I walked back to Oscar Wilde's memorial and sat waiting for a police van in front of me to move off. 10mins later it did. I donned my hi-vis and helmet, and made a fairly scrappy attempt to be professional and shinny up the scaffold. The building appeared to be live, so i was extra careful to be quiet, not easy on loose planked scaffold. Decades of scaffold stealth helps a fair bit though. Back and forth, and finally I reached the roof. Nelson's column stood up in front of me.
A heras fence divided the South African Embassy from Golden Cross house. Quickly dealt with it was the infra-red detectors next. I managed to avoid them, and crawled underneath the very large and very much on cctv cameras. Finally I got to where I wanted to be, on the apex of the roof at the front of South Africa House. Below me was Trafalgar Square in all it's glory.
A clearer shot of the National Portrait Gallery, with St Martin's in the field on the right.
A clearer shot of St. Martins-in-the-Fields, seems strange to see it as one building, rather than being one side of the imposing structure.
Lower Covent Garden and the Strand
After a brief snooze, it was dawn, but sadly no red/orangey skies. This was dawn over Trafalgar Square.
From the apex of the front roof, the Portrait Gallery and St. Martins.
A shot of Nelson's column.
I snapped away a few more shots, as dawn came up the light gave different opportunities. I used one of the opportunities to do a self portrait.
My zoom picked out the oddity of Trafalgar Square, the 'forth plinth' and the inability of anyone to decide what to do with it.
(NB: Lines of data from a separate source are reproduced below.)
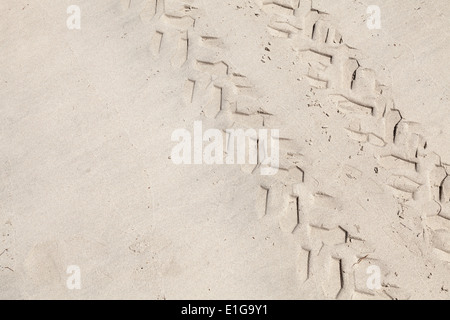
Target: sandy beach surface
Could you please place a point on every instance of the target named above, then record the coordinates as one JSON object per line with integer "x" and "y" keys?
{"x": 238, "y": 149}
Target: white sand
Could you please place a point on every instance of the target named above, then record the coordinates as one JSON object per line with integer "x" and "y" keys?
{"x": 87, "y": 177}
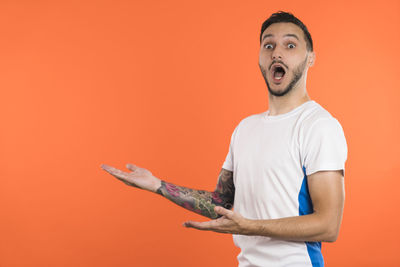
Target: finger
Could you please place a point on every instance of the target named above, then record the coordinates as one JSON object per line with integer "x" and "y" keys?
{"x": 198, "y": 225}
{"x": 224, "y": 212}
{"x": 131, "y": 167}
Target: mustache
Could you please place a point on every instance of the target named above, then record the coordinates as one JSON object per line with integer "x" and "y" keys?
{"x": 277, "y": 61}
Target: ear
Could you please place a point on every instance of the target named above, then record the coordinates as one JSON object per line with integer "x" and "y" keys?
{"x": 311, "y": 58}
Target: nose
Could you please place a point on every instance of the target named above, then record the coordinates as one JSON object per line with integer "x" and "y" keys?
{"x": 276, "y": 53}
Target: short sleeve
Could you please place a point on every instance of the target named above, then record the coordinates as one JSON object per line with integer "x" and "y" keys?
{"x": 324, "y": 146}
{"x": 228, "y": 163}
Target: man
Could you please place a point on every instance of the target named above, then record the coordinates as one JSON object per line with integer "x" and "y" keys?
{"x": 284, "y": 170}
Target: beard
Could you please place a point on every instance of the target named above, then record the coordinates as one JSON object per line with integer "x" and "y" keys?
{"x": 297, "y": 73}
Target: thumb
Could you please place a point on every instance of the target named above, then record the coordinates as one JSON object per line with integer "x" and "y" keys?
{"x": 131, "y": 167}
{"x": 224, "y": 212}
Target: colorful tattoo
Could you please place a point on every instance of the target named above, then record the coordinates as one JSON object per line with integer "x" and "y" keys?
{"x": 200, "y": 201}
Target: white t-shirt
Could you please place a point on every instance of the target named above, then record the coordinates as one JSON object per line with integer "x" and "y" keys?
{"x": 270, "y": 157}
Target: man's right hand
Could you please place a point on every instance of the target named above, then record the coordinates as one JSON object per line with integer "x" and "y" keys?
{"x": 138, "y": 177}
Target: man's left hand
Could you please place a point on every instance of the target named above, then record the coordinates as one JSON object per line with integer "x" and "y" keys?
{"x": 231, "y": 222}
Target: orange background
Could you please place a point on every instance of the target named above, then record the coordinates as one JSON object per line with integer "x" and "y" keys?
{"x": 162, "y": 84}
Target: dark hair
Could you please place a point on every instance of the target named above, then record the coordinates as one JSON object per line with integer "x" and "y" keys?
{"x": 282, "y": 16}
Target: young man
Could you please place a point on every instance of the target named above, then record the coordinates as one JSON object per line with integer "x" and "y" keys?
{"x": 284, "y": 170}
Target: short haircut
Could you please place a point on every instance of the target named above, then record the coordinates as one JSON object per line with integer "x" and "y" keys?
{"x": 282, "y": 16}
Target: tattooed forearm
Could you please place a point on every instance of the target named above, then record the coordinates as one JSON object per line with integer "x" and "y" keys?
{"x": 200, "y": 201}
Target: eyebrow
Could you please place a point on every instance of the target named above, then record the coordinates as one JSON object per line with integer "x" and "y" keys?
{"x": 286, "y": 35}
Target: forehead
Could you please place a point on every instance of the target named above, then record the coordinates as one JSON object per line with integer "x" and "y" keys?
{"x": 281, "y": 29}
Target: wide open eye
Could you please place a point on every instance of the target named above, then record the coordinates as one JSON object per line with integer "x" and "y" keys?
{"x": 268, "y": 46}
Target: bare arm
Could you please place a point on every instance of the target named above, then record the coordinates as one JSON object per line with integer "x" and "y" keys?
{"x": 327, "y": 193}
{"x": 199, "y": 201}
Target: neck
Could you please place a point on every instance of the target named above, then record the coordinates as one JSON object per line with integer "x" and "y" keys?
{"x": 283, "y": 104}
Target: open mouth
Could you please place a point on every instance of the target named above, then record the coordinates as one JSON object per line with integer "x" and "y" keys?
{"x": 278, "y": 72}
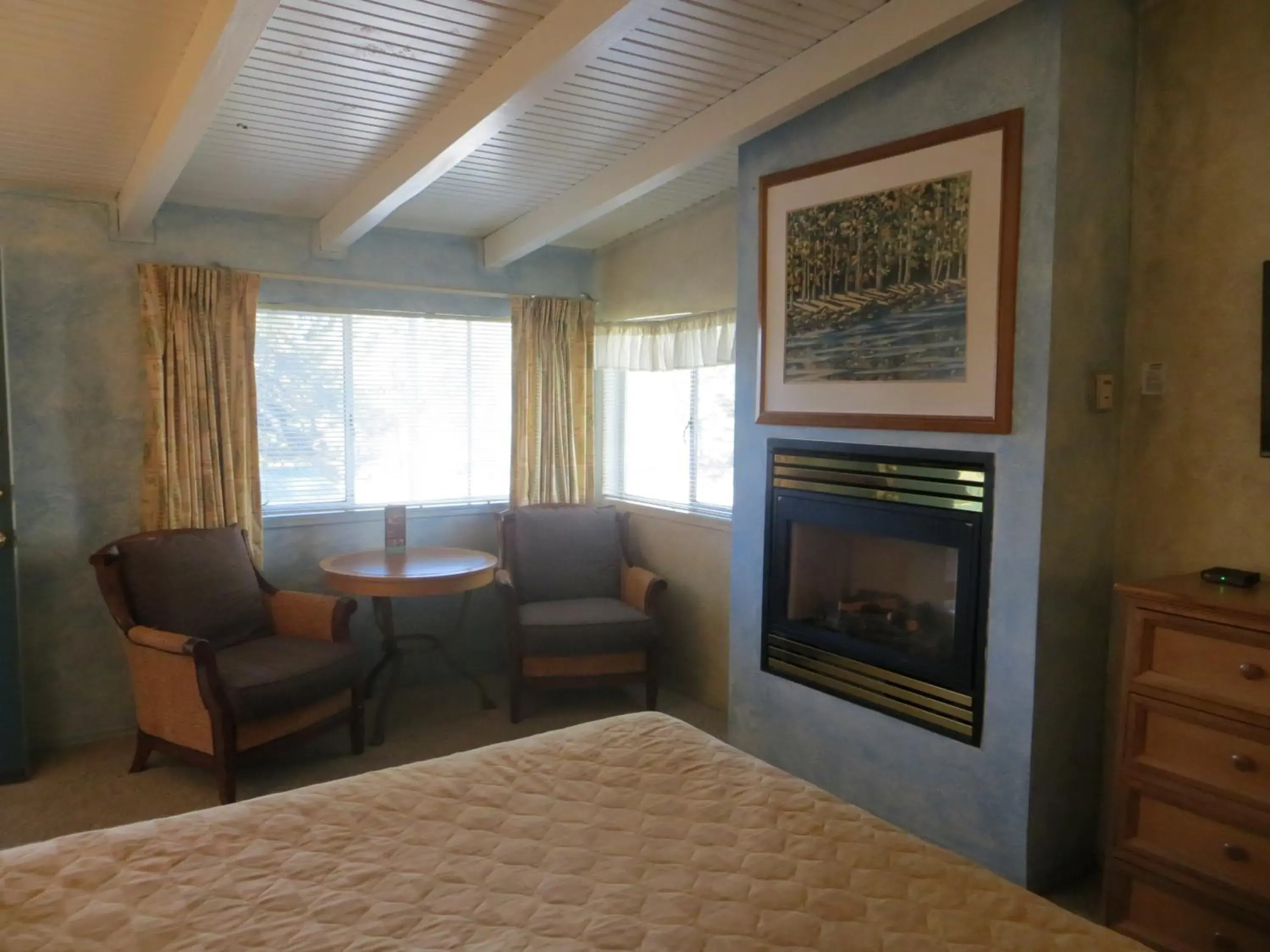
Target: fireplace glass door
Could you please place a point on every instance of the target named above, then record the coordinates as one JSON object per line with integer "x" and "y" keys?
{"x": 891, "y": 592}
{"x": 875, "y": 582}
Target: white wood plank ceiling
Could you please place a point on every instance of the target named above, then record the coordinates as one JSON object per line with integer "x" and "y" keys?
{"x": 334, "y": 87}
{"x": 687, "y": 56}
{"x": 80, "y": 82}
{"x": 336, "y": 92}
Looking across the rooftops to Westminster Abbey
A clearer shot of Admiralty Arch and the southern end of the square.
The roof of the Portrait Gallery and on to the BT tower.
And one final shot of St.Martin's in the Field in daylight.
It was now 5.30am, and time to head down. As I got back to the only way down, I was greated with a guy on the scaffold. A bemused nod, and I walked on, pretending to photograph things, as I had my camera out. Shiiiit! How am I going to get down. I took shelter in a lift gear house, and thought about things for a second. Maybe he's just checking the scaff and will go away! After quarter of an hour, I went to the top of the scaff, and heard spraying. They were cleaning the wall of the building with a hose poking through the scaffold layers. I watched, hoping they'd go to the far end of the scaff layer, and I could quickly whip down. They didn't. They went half way, and then down the next layer.
I decided to wait until they were at the point where they were furthest from the ladder, and just go for it. So around quarter past 6, I began to descend. As I passed the level they were on, I was about 8m away from them. "Morning" I said as they watched me descend. I now had to walk underneath them to get to the next ladder down. They then asked the question I feared, "Erm, can i ask what you're doing here?" "I'm doing some marketing shots (points to tripod on bag) for the building. They said I had to be down by 6, so I'm running late. You won't say anything will you?" "Nah, you're alright mate." And I clambered on down. the water from the hose dripping all over the place. I then did some monkey bar practice, and disappeared off into the morning bus crowds. Phew!